Seems to me another rich lawyer boondoggle in the making, because someone–a lawyer–will sue over this if it comes to pass.

Posted by Chris | Report as abusive

I really like the concept of a “moral-hazard play.” Do you think I could find a mutual fund that might specialize in this sort of investment? There could be a big future in moral-hazard funds!

Posted by infirm | Report as abusive

I am all for a too-big-to-fail list. It would also be known as a ‘companies that must be broken up or shrunk within 5 years list’.

The way forward would involve increasing the reserve requirement percentage as a company approaches very large status. The reserve requirement would be progressive. This provides a profitability motive to smallness.

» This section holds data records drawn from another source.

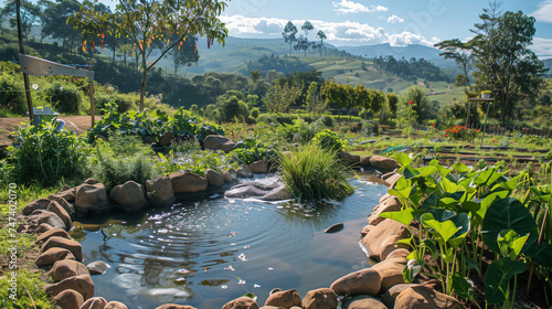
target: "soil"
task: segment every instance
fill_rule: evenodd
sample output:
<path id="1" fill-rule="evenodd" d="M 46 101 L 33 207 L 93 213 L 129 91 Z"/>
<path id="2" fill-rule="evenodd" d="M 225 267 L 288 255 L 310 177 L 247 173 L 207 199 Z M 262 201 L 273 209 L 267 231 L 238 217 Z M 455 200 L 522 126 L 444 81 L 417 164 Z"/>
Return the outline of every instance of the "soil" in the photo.
<path id="1" fill-rule="evenodd" d="M 60 116 L 59 119 L 65 121 L 65 127 L 70 130 L 74 130 L 77 135 L 84 134 L 87 129 L 92 128 L 91 116 Z M 99 117 L 96 116 L 96 120 Z M 29 122 L 28 117 L 14 117 L 14 118 L 0 118 L 0 151 L 3 150 L 12 143 L 12 138 L 10 134 L 15 130 L 15 127 L 20 126 L 21 122 Z"/>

Posted by Dan | Report as abusive

In the hearing where this was discussed, Geithner agreed that being on the list could not be concealed from a firm’s investors or from analysts and he didn’t expect it to be. He seemed to walk back from the idea that the list is secret. The provision as written seems to imply that the Treasury can’t announce any list however Geithner implied they have no problem with someone else doing it and indeed they hoped that the prospect of having to announce it to investors should make a firm think twice. Both he and Frank said that being on a list should be seen as a bad thing, not a good thing.

Posted by Linda | Report as abusive

Even without the disclosure rules, do they really think that investors aren’t going to notice that some banks have substantially larger liquid asset portfolios and capital buffers than others? That some are pushing harder to increase return on equity than others? It’s truly nuts.

Posted by Ginger Yellow | Report as abusive

There is already precedent for secrecy in that we mushrooms don’t get to know bank CAMELS ratings.